Download and unpack the data from Kaggle: dataset page. You will need to login, but gmail account can be used.
This data can be used to
evaluate performance of Balacoon text normalization
enhance existing text normalization rules by going through mismatches
Text normalization performance
For english, original paper reports 0.998 token-level accuracy for seq2seq model with attention and FST filter. Accuracy is measured on first 100002 lines of output-00099-of-00100.
Balacoon performance is measured on sentence-level, since we have slightly different set of semiotic classes. Google data is glued back together into utterances using ParsedUtterance and fed to text_normalization package. We achieve 0.89 sentence-level accuracy.
Vast majority of errors come from discrepancy in handling abbreviations and non-determinism in expanding numbers:
Expected: fujitsu primergy RX two five four o m one Obtained: fujitsu primergy RX two thousand five hundred forty M one Original: "Fujitsu Primergy RX 2540 M1".

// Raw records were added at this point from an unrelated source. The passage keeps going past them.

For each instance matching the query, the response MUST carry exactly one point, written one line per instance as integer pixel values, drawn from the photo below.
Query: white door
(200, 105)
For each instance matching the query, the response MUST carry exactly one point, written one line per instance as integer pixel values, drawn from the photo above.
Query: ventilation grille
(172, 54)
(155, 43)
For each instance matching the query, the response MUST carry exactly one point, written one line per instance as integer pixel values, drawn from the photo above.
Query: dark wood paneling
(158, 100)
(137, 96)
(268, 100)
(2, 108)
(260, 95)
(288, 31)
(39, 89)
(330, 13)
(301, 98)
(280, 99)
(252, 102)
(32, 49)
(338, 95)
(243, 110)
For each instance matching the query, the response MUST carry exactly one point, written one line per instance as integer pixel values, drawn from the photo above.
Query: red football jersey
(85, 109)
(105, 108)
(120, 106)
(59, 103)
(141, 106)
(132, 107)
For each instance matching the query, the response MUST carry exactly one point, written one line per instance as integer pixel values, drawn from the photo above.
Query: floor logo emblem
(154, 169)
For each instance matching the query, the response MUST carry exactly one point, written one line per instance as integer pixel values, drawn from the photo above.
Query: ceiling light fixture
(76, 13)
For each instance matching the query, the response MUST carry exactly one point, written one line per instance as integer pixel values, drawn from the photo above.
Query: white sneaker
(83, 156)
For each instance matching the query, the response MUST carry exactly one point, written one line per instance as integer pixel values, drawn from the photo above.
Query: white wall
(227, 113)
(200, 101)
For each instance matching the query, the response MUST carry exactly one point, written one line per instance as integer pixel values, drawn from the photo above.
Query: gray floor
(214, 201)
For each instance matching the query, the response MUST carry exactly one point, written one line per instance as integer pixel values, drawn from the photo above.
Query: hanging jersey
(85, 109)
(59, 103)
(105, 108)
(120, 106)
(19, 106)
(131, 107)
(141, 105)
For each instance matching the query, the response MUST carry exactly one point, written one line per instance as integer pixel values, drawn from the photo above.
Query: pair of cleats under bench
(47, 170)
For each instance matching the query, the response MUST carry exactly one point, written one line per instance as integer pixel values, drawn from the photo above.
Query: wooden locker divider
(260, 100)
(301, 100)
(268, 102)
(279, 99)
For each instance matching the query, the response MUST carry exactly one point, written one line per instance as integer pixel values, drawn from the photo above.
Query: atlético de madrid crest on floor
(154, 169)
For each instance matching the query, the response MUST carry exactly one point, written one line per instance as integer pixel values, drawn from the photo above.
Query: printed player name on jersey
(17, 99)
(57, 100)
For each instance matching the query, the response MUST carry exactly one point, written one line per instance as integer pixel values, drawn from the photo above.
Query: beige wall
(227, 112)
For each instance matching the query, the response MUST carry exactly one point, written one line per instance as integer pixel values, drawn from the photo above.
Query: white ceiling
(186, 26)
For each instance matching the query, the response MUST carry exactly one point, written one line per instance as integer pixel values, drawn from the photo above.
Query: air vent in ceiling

Nonetheless, some discrepancies indicate flaws of Balacoon normalization rules:
Expected: promo CD CDRDJ six seven two one seven inches R six seven two one what ya gonna do now Obtained: promo CD CDRDJ six thousand seven hundred twenty one seven R six thousand seven hundred twenty one what ya gonna do now Original: Promo CD CDRDJ 6721, 7" R 6721 "What Ya Gonna Do Now?"
Despite occasional inaccuracies, Balacoon rules can be used as a solid starting point to develop text-normalization fine-tuned for particular usecase.
Adapters that help to work with google data:
Data iterator over Google text normalization data (https://www.kaggle.com/datasets/richardwilliamsproat/text-normalization-for-english-russian-and-polish).
A data structure that contains unnormalized and normalized tokens parsed from a Google data file.